Cary Grant’s Search for Lost Youth
In “Monkey Business,” Grant learns that you’re only old when you forget you’re young.
Howard Hawks’ 1952 “Monkey Business” was the last collaboration between the director and Cary Grant. Unfortunately, neither Hawks nor Grant liked the film very much. Compared to his other screwball comedies, Hawks thought it didn’t live up to the previous standard. It didn’t help that Hawks and one of the stars, Ginger Rogers, didn’t get along, owing mainly to Hawks’ peculiarities.
For Grant, making the movie almost seemed like the end of his acting career. According to Scott Eyman, “He was middle-aged and increasingly conscious of it. The fact that Hollywood was changing fast was not to his liking.

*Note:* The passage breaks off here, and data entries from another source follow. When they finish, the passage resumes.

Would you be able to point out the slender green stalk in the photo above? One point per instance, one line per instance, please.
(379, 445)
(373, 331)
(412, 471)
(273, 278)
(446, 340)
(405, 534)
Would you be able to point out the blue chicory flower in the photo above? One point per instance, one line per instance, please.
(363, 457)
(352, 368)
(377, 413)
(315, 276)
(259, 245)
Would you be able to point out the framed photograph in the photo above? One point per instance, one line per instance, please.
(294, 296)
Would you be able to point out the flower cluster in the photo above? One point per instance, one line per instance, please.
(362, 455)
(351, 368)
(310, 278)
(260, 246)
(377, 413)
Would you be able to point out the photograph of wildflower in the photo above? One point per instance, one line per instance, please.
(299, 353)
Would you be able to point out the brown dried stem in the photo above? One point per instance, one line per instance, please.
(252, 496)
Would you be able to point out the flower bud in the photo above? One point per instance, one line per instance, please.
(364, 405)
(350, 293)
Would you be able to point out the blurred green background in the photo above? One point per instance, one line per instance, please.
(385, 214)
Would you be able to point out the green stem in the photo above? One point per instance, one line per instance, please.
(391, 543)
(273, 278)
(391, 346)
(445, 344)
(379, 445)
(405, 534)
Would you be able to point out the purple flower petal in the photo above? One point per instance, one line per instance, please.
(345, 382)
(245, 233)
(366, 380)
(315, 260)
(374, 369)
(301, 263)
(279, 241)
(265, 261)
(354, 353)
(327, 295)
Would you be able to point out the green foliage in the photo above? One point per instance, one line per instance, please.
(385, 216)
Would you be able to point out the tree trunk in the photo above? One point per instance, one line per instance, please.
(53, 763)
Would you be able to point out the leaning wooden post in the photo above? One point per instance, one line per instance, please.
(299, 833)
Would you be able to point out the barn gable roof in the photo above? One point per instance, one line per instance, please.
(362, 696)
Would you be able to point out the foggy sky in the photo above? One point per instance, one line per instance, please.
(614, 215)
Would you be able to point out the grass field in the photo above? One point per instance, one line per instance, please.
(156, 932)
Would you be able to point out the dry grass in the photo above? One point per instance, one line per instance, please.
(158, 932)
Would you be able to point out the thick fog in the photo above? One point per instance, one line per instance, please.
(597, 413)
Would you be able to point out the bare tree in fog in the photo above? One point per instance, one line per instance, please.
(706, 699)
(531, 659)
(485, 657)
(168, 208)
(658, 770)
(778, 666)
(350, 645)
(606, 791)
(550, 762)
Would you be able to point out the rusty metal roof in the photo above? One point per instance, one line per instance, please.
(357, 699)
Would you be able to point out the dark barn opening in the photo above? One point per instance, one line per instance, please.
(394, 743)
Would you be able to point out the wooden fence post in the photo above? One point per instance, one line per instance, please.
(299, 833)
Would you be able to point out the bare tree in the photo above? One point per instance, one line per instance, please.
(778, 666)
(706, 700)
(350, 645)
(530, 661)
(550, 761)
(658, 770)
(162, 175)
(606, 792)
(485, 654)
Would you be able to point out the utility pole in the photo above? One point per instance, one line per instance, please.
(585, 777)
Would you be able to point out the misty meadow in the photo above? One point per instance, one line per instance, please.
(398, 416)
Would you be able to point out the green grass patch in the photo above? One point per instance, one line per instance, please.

The studios were retrenching, severely cutting back production and costs in the wake of television, and to top it off, the new breed of actors that had become stars were the antithesis of Cary Grant . . .”
Despite all these circumstances and reservations, “Monkey Business” ended up being a charming comedy—certainly one of its time. Yet given its combination of humor and implicit commentary on American marriage and morals, it deserves a reconsideration.
Cary Grant plays Dr. Barnaby Fulton, a scientist on the brink of a discovery: a youth elixir. He works for Oxly chemical company, and the company’s owner, Oliver Oxly, is waiting patiently for the discovery. Although slightly more subdued, Grant’s Barnaby Fulton is similar to Dr. David Huxley, an absent-minded paleontologist in Hawks’ “Bringing Up Baby” (1938). He wears Coke-bottle glasses, and he needs help completing simple tasks. His wife, Edwina (Ginger Rogers), helps him to act like a human being. Without her, it’s clear Barnaby would be lost.